L’artiste

« Une œuvre de Guy Mansuy, c’est parfois un petit musée de la vie déformée et rejetée, ou une construction cadencée et rythmée d’hommages. Mais le plus souvent c’est une icône sans perspective évidente qui veut juste nous rappeler le visage de la vie simple et humble, qui nous sourit chaque jour de toutes ses couleurs et qu’on abandonne si volontiers pour le neuf vaniteux et trompeur. Le mystère n’est pas caché au fond de cette image donnée, il est entre elle et nous. Elle ne nous éclaire que si on veut bien la prendre pour ce qu’elle est. On y voit tous ses traits, ses rainures autant que des rides, ses variations de tons et de luminosité. On peut la toucher si on ose et lire comme du braille des matières rugueuses ou douces. On ressent un rythme presque comme une musique entraînante dont on aurait oublié la danse. Alors le mystère s’installe. De cette architecture, de cet assemblage, de ces couleurs, de ces matières nait un voyage poétique qui s’égraine autant par des sons, des mots des phrases que par des images. Ils et elles sont parfois archaïques, parfois d’une banalité quotidienne. Mais au fond de ce mystère on sent que le beau est à portée de main. Que la mémoire est aussi celle du présent, que l’on peut construire avec rien et que l’usure n’est qu’une impression. Que rien n’est vraiment oublié. Que chaque bout de vie a sa place dans la création et que du plus humble moment peut jaillir la plus grande harmonie.

Et de cette harmonie des choses de la vie et du temps, de cette récupération, de cette construction, Guy compose une musique. C’est peut-être pour cela qu’il se balance tout le temps en fait… Mais toujours vers l’avant »
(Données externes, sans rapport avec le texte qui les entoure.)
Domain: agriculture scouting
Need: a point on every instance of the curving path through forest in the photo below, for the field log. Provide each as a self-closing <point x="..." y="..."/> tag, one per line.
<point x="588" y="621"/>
Guillaume Gallienne, Extrait du livre Guy Mansuy, Editions Galerie Capazza, 2014

Oeuvres

« Guy Mansuy développe une œuvre dont la couleur est à son zénith. Il s’en fait le chantre,
l’encenseur, le thuriféraire. Il en fait l’éloge. Fort d’une approche empirique qui ne s’embarrasse d’aucune doxa, il s’applique à en célébrer l’infinie richesse de ton, d’espace et de sonorité. Tour à tour chaude et froide, silencieuse et bruyante, ramassée et étendue, la couleur est chez lui à l’unisson d’une vision du monde en perpétuel mouvement dont il tente de capter, d’une œuvre à l’autre, un instant ébloui. De restituer l’écho coloré d’une présence ».

Philippe Piguet, Extrait du livre Guy Mansuy, Editions Galerie Capazza, 2014

« Guy Mansuy ne renonce pas à être l’hôte rigoureux et patient des bois et des forêts où il rôde autour de l’origine essentielle du carton qu’il va plier, découper et puis coller selon son propre rythme. A la manière d’un personnage de Jacques Prévert, quand il voit un arbre il voit déjà le papier ou le carton qu’il va sélectionner, découper puis coller à côté d’autres objets issus d’une autre forêt. Il sait comme le fait remarquer René Char à propos de son ami Georges Braque que « l’art est une route qui finit en sentier, en tremplin, mais dans un champ à nous ».

Guy Mansuy nous offre plusieurs champs. Ils sont tous fabriqués, irréels et surprenants. Son style s’impose et nous enchante car les formes et les couleurs s’amusent dans un espace qui n’appartient qu’à l’artiste. Déplacés mais non exilés, les matériaux usés connaissent une deuxième vie, celle-là au moins est promise à une musique composée par le désir et le jeu. Les tableaux sont alors des miroirs où persistent quelques souvenirs dont on ignore l’identité et l’origine, mais comme disait Jean Cocteau, ils les font réfléchir ».